G.P.s  have been told not to write  prescriptions for some conditions. This is a cost cutting project. It will save £100million pounds,  or so the NHS national management claim.  This £100 million will only hurt the poor, and we have plenty of  poor people amongst us.

The NHS national management have made some  damaging decisions in the past, like cutting  far too many hospital beds and privatising many mental health beds. This is another bit of  nastiness.

This policy will be fine for people with money to spare, as the prescription charge  could well cost more than buying medicine over the counter. However  in Britain this year 4 million people used food banks, 4.1 million children are now living in relative poverty  accounting for more than 30 per cent of children. Liverpool and Merseyside  have  high rates of child poverty. Most of these children come from families with at least  one working parent. A fifth of the UK workers earn less than the living wage. Families headed by working mothers  can be hardest hit because mothers on average are the worst-paid. In Liverpool last summer thousands of schools uniforms were collected and donated to those who could not afford them.

food banksSo how are people who can’t afford food or school uniform, or to keep the house really warm in winter,  going to afford these medicines?

Knowing the medicine might not be available might stop people going to  the doctors and serious illnesses not being spotted. Better 10 trips to the doctor for minor ailaments than  one serious illnesses not being spotted.Haemorrhoids and Diarrhoea are minor problems  but can be symptoms of worse.

Are we going to be having to ask football fans to bring medicines to the match to put in collections? Who  would  be responsible for keeping medicines safe?  The idea is ridiculous. In a city with a street drugs problem, this would be  dangerous.
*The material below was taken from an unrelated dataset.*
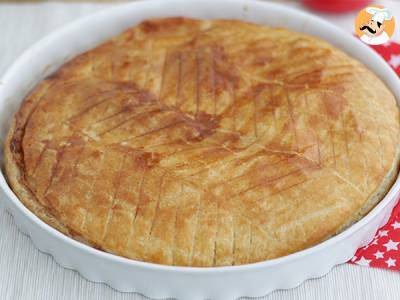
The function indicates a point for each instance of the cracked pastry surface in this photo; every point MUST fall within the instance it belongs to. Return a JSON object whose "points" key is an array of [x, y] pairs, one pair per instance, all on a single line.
{"points": [[205, 143]]}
sun burn 2 Without these simple treatments  people with little money will get more ill, will have longer off work and will long-term cost the NHS more.A mum with conjunctivitis will find it hard to go to work. Children should wear sun screen. Is it ok for poor kids to get sun burnt? What does a mum do if her child has awful colic or  bad  nappy rash or oral thrush?  Do they not understand just how carefully many mums have to budget?

It’s not just the people directly affected. Imagine children in a class where some mums can’t get hold of head lice treatments, or  Verrucae treatments.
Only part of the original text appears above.